Le motif qui déterminait Roswell était plutôt le désir de se débarrasser de Dagget que de chercher un refuge pour son schooner. Il ne craignait guère la rafale, puisqu’il était loin des glaces, et qu’il pouvait se lancer au sud dans une étendue qui semblait infinie. Il y a des îles au sud du cap Horn, et en assez grand nombre, quoiqu’elles soient peu rapprochées. Grâce aux efforts et au courage de plusieurs marins, parmi lesquels nous devons citer le persévérant et infatigable Wilkes, le plus habile et le moins récompensé des navigateurs qui se soient livrés, pour la race humaine, à ces périlleux et rudes travaux, on sait maintenant qu’il y a là aussi un continent ; mais à l’époque dont nous nous occupons ici, tout ce qu’on avait obtenu comme découverte était de connaître l’existence de la terre Shetland et de celle de Palmer, dans cette partie de l’océan.

Après avoir fait quelques pas sur le pont en quittant le gaillard d’avant, Roswell alla retrouver ses hommes d’équipage.

— Vous êtes sûr, Stimson, dit-il, que c’est là le cap Horn ?

— Sûr, Monsieur. Il n’y a pas moyen de se tromper sur un endroit comme celui-là, qu’on n’oublie jamais dès qu’on l’a vu une fois.

— Cela est tout à fait conformer à nos cartes marines et à nos calculs, et, je puis le dire, à nos souvenirs. Voilà l’Océan Pacifique, monsieur Hasard.

— Je le pense, Monsieur. Voilà la fin de l’Amérique, si elle a une fin. Cette forte et longue marée est une vieille connaissance, quoique je n’aie jamais été assez près de la côte pour voir la terre.
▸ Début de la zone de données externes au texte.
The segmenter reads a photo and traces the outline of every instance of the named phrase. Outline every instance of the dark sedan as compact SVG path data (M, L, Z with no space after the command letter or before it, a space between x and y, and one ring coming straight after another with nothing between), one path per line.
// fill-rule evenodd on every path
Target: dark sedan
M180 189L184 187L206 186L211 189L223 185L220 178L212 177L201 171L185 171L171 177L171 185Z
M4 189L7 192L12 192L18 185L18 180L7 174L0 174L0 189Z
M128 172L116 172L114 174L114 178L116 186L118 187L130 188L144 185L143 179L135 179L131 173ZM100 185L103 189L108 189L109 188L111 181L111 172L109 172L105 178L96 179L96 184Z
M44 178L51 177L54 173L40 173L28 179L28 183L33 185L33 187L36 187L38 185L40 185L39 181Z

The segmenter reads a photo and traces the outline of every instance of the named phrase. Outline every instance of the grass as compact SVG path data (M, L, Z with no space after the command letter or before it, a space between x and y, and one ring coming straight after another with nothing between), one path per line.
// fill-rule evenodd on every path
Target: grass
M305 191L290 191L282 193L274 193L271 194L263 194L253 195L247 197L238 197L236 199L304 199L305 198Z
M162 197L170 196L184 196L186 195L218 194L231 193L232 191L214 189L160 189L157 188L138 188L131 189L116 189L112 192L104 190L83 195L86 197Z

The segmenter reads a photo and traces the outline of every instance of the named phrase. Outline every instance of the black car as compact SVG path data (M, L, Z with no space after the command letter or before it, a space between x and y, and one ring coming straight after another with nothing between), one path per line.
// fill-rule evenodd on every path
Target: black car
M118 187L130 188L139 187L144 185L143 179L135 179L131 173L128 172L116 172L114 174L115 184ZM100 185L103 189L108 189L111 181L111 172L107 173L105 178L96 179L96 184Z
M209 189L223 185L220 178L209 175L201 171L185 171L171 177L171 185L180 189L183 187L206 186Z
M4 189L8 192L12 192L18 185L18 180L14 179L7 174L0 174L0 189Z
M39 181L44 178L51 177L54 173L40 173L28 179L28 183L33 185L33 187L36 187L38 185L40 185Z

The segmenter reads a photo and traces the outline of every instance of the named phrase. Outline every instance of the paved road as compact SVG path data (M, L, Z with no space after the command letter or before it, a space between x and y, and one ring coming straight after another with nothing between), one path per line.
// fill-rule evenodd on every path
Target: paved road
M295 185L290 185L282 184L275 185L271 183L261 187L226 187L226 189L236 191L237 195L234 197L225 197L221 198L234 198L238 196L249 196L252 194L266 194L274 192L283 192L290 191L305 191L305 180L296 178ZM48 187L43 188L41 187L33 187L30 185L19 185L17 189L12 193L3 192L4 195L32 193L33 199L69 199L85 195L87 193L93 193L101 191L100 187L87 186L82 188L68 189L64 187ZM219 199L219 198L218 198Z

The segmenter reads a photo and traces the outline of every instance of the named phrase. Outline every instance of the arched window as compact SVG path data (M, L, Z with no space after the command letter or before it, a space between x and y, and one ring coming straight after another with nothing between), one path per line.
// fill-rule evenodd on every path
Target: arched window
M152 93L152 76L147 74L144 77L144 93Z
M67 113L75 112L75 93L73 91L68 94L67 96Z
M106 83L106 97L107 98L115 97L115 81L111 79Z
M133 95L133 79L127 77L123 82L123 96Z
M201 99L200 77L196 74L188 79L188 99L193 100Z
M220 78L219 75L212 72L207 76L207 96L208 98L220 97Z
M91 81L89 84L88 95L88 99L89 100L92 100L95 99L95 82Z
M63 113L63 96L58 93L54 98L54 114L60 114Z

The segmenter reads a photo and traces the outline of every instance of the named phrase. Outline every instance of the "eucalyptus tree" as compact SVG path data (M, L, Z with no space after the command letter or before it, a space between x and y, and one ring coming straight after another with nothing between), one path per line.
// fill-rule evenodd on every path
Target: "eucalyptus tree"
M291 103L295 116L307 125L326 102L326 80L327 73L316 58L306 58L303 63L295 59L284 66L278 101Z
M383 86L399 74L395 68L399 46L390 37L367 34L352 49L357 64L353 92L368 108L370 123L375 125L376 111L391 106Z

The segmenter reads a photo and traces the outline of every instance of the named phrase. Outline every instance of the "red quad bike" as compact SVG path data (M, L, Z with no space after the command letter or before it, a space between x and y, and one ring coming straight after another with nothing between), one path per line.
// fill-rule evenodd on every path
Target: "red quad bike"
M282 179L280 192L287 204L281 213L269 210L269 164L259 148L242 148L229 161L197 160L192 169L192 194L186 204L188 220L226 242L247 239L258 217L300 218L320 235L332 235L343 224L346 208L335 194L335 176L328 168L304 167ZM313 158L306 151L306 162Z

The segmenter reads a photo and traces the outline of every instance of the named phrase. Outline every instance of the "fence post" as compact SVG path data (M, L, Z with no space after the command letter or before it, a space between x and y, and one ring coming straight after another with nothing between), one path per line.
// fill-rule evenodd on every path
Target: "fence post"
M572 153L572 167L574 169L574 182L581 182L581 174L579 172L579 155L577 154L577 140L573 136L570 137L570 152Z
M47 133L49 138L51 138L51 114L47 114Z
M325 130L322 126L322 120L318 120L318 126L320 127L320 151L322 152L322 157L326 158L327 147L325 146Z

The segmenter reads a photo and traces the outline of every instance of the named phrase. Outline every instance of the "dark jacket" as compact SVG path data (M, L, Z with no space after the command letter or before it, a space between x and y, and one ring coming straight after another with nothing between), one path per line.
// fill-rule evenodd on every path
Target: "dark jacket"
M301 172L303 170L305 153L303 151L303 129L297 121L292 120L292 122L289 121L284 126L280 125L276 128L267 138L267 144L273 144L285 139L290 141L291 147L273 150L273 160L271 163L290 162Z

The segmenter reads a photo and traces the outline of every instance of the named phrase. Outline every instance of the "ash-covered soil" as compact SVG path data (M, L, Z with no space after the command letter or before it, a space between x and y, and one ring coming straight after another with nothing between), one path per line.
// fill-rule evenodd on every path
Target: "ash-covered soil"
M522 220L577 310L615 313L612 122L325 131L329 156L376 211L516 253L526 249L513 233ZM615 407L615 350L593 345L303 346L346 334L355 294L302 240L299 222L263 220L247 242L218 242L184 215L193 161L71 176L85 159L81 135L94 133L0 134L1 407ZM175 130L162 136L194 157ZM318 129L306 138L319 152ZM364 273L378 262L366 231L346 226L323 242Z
— Heureusement nous avons à bord quelqu’un qui pourra nous servir de pilote. Stimson, je veux jeter l’ancre, et je me fie à vous pour nous trouver une baie où nous soyons à l’aise.

— Je m’en charge, capitaine Gar’ner, si le temps le permet, répondit le marin avec une modeste assurance qui était une garantie de sa capacité.

On commença à faire des préparatifs sérieux pour aborder. Il était temps qu’on prît un parti, car le vent s’élevait et le schooner approchait rapidement de la terre. Au bout d’une demi-heure, le Lion de Mer se courbait sous une petite brise, et carguait ses voiles.

La mer montait rapidement, quoique ce fût sur une large base et qu’elle offrît l’aspect d’une montagne. Roswell craignait le brouillard ; s’il pouvait traverser sous un ciel pur les étroites passes que Stimson lui avait décrites, il serait délivré de la moitié de ses inquiétudes ; mais le vent avait quelque chose de brumeux, et il sentait qu’il n’y avait pas de temps a perdre. Il fallait beaucoup d’énergie pour s’approcher, dans une pareille saison, d’une côte comme celle du cap Horn.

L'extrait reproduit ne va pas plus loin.